Methodology: The Triple-Layer Defense

ClawKeeper solves this by layering protection from the instruction level down to an external supervisory level.

The Framework of ClawKeeper

1. Skill-based Protection (Instruction Level)

It injects high-level security "skills" into the agent's context. This includes Windows-specific constraints and "Red-Line" protocols for software like Telegram or Feishu to prevent sensitive data leakage.

2. Plugin-based Protection (Runtime Level)

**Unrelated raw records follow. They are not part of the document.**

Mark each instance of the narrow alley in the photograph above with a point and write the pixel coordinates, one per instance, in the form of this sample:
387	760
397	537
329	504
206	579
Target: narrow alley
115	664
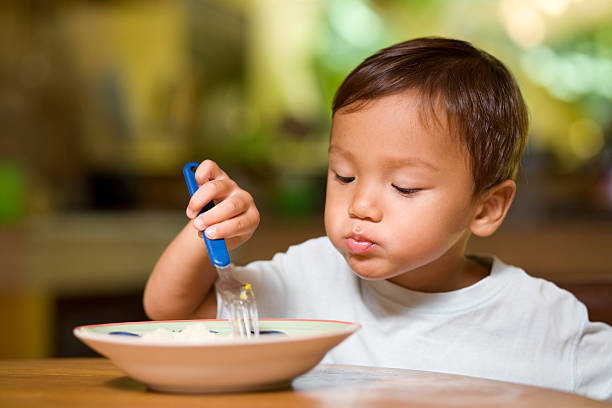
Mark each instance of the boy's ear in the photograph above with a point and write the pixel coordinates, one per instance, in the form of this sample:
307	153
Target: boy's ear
492	207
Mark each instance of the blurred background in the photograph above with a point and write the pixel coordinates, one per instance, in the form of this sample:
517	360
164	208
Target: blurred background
102	102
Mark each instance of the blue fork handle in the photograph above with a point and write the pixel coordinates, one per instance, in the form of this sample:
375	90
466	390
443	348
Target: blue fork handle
217	249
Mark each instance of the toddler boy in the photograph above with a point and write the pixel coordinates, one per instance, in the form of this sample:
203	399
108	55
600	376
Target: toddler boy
425	143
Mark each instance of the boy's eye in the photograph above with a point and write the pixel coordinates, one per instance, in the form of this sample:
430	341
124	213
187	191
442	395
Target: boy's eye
343	179
406	191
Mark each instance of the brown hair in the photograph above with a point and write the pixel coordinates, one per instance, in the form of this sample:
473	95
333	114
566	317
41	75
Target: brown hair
480	97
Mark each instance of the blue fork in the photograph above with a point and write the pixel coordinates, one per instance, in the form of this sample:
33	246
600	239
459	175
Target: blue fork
238	297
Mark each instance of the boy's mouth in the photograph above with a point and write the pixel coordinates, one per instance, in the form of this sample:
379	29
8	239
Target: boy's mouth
358	245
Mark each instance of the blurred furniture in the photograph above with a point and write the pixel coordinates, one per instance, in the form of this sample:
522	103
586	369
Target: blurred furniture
97	382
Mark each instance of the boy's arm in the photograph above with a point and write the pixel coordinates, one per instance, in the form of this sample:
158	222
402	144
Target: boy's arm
181	284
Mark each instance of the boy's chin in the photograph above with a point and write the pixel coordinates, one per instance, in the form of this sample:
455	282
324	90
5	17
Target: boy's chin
368	269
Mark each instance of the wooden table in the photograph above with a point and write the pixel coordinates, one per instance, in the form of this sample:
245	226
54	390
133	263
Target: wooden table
96	382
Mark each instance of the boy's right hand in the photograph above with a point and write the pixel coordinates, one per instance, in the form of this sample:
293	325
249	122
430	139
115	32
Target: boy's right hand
234	216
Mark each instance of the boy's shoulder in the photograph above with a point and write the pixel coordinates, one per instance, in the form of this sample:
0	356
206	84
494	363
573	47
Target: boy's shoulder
538	295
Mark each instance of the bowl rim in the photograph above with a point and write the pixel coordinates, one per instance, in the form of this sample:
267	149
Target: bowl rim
82	332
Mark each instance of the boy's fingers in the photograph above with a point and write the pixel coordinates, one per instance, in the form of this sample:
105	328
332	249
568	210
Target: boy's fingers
244	225
231	207
212	190
208	170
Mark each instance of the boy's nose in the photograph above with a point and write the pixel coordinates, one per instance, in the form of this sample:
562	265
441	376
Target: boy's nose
365	206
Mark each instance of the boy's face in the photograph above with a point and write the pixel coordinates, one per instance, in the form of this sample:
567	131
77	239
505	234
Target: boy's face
399	194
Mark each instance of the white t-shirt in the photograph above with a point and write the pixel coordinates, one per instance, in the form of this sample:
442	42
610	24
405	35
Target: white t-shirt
508	326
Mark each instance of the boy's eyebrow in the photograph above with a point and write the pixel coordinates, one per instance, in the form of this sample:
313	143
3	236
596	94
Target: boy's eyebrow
392	162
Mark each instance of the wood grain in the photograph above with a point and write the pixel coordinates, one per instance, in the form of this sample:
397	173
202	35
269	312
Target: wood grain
95	382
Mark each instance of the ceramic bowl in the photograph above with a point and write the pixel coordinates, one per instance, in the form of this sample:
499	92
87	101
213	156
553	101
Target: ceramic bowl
285	350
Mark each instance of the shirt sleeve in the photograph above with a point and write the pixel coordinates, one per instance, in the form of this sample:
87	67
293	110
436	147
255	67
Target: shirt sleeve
594	361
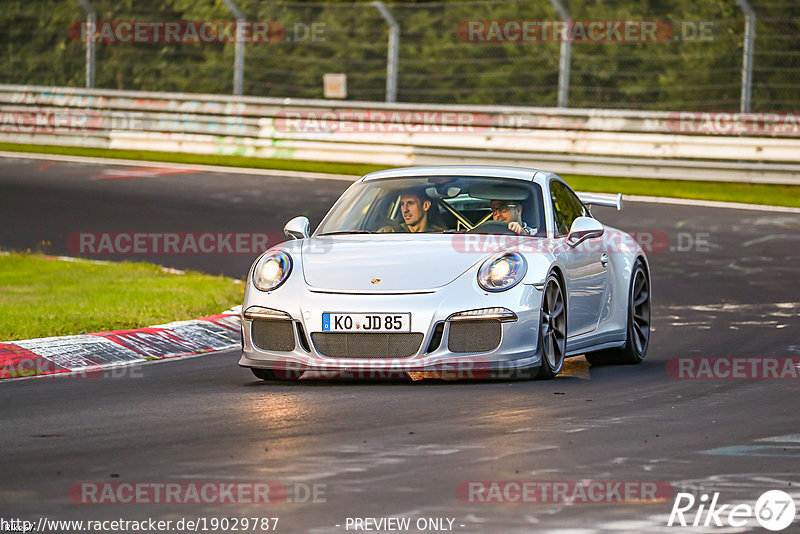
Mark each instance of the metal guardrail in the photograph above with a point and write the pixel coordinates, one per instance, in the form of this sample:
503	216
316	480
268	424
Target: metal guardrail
581	141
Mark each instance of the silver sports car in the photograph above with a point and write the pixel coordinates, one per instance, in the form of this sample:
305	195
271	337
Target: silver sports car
450	271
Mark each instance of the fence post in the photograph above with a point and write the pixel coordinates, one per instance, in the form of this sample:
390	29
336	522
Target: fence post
747	54
564	57
88	34
392	55
238	60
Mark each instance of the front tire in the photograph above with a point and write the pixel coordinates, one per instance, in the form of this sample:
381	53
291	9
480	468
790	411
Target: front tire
638	335
552	329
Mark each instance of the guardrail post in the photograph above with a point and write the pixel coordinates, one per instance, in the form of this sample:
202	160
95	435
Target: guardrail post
238	61
747	54
565	55
89	29
393	54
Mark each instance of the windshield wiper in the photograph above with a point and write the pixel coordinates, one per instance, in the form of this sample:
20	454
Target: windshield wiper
347	232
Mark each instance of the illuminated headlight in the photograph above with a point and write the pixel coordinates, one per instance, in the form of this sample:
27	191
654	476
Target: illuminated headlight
272	270
502	272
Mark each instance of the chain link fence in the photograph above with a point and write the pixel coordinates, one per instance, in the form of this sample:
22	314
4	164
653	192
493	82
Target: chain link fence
628	54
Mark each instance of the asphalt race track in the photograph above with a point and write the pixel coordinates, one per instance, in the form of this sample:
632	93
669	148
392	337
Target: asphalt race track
725	284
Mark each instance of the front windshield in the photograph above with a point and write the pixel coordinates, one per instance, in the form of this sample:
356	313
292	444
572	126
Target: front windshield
436	204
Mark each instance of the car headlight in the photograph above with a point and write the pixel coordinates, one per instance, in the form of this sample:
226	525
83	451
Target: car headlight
272	270
502	272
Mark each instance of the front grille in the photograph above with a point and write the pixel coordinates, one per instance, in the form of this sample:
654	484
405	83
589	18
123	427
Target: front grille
273	335
474	336
347	345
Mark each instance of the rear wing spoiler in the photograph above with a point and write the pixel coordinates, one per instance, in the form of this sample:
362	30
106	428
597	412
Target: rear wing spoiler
600	199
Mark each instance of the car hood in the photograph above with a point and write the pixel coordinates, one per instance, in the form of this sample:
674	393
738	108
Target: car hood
386	263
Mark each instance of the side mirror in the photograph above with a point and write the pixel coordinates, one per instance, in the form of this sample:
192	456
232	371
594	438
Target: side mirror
584	228
297	228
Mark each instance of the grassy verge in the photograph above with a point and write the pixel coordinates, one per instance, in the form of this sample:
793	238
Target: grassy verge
41	297
774	195
199	159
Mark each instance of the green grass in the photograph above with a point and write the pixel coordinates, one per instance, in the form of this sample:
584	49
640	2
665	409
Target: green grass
41	297
774	195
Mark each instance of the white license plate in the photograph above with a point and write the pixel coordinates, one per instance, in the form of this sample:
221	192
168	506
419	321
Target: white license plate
366	322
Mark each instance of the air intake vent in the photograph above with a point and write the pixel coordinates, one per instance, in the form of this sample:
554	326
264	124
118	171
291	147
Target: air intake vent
273	335
474	336
345	345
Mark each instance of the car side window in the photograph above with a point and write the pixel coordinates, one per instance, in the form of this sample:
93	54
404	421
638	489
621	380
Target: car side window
566	207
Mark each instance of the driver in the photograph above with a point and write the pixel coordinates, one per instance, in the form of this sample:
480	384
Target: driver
414	206
511	213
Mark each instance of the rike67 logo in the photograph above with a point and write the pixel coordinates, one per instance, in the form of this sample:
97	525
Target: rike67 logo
774	510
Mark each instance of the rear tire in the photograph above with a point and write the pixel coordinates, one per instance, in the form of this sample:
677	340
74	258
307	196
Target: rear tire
264	374
638	335
552	329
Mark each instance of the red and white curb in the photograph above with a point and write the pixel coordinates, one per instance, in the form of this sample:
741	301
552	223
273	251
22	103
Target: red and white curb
94	353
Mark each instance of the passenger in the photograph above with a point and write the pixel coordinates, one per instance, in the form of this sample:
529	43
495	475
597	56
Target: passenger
414	206
511	213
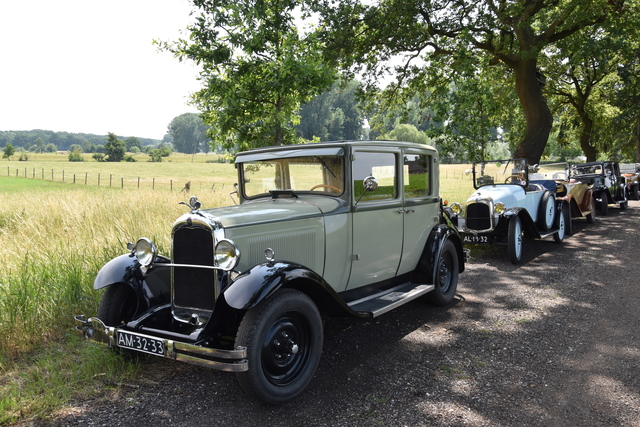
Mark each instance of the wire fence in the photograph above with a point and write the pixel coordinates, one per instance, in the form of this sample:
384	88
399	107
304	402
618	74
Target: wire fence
118	181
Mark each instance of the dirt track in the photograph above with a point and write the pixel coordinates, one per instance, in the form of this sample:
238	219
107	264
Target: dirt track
554	341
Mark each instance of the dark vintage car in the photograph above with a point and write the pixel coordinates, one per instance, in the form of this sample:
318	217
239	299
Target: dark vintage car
577	194
608	185
508	206
345	228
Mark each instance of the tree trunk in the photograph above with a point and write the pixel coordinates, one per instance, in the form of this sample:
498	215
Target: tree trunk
638	140
585	138
536	111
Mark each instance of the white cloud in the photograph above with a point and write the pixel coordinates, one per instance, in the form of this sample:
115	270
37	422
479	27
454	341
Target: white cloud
89	66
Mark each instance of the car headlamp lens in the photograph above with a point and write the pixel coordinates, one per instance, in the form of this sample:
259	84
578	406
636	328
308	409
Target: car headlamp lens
227	254
145	251
500	208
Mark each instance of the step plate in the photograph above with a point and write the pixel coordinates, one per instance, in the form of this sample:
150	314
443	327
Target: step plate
378	304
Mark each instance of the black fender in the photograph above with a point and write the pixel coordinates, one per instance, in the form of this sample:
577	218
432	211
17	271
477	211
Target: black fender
263	280
152	289
433	250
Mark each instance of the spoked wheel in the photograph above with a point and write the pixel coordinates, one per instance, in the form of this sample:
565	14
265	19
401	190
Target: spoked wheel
446	281
514	240
283	336
561	225
591	216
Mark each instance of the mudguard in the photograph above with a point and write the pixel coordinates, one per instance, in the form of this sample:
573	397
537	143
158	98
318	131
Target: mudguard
433	250
152	290
264	279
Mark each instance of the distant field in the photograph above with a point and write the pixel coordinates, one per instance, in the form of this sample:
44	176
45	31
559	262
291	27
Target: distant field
205	172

This is a hard-coded enforcer within the OpenClaw runtime. It handles:

  • Hardening: Binding gateways to localhost only.
  • Configuration Protection: Using cryptographic hashes to ensure critical agent files aren't tampered with.
  • Behavioral Scanning: Analyzing logs retrospectively to find "latent" threats.

3. The Watcher (Regulatory Separation)

This is the "crown jewel" of the paper. The Watcher is a separate OpenClaw instance that communicates with the main agent via WebSocket.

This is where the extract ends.